Construction of Almost Disjunct Matrices for Group Testing

In a \emph{group testing} scheme, a set of tests is designed to identify a small number $t$ of defective items among a large set (of size $N$) of items. In the non-adaptive scenario the set of tests has to be designed in one-shot. In this setting, designing a testing scheme is equivalent to the construction of a \emph{disjunct matrix}, an $M \times N$ matrix where the union of supports of any $t$ columns does not contain the support of any other column. In principle, one wants to have such a matrix with minimum possible number $M$ of rows (tests).
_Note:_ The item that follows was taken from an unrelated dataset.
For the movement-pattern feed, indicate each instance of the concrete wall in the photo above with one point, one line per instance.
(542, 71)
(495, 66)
One of the main ways of constructing disjunct matrices relies on \emph{constant weight error-correcting codes} and their \emph{minimum distance}. In this paper, we consider a relaxed definition of a disjunct matrix known as \emph{almost disjunct matrix}. This concept is also studied under the name of \emph{weakly separated design} in the literature. The relaxed definition allows one to come up with group testing schemes where a close-to-one fraction of all possible sets of defective items are identifiable. Our main contribution is twofold. First, we go beyond the minimum distance analysis and connect the \emph{average distance} of a constant weight code to the parameters of an almost disjunct matrix constructed from it. Our second contribution is to explicitly construct almost disjunct matrices based on our average distance analysis, that have much smaller number of rows than any previous explicit construction of disjunct matrices. The parameters of our construction can be varied to cover a large range of relations for $t$ and $N$.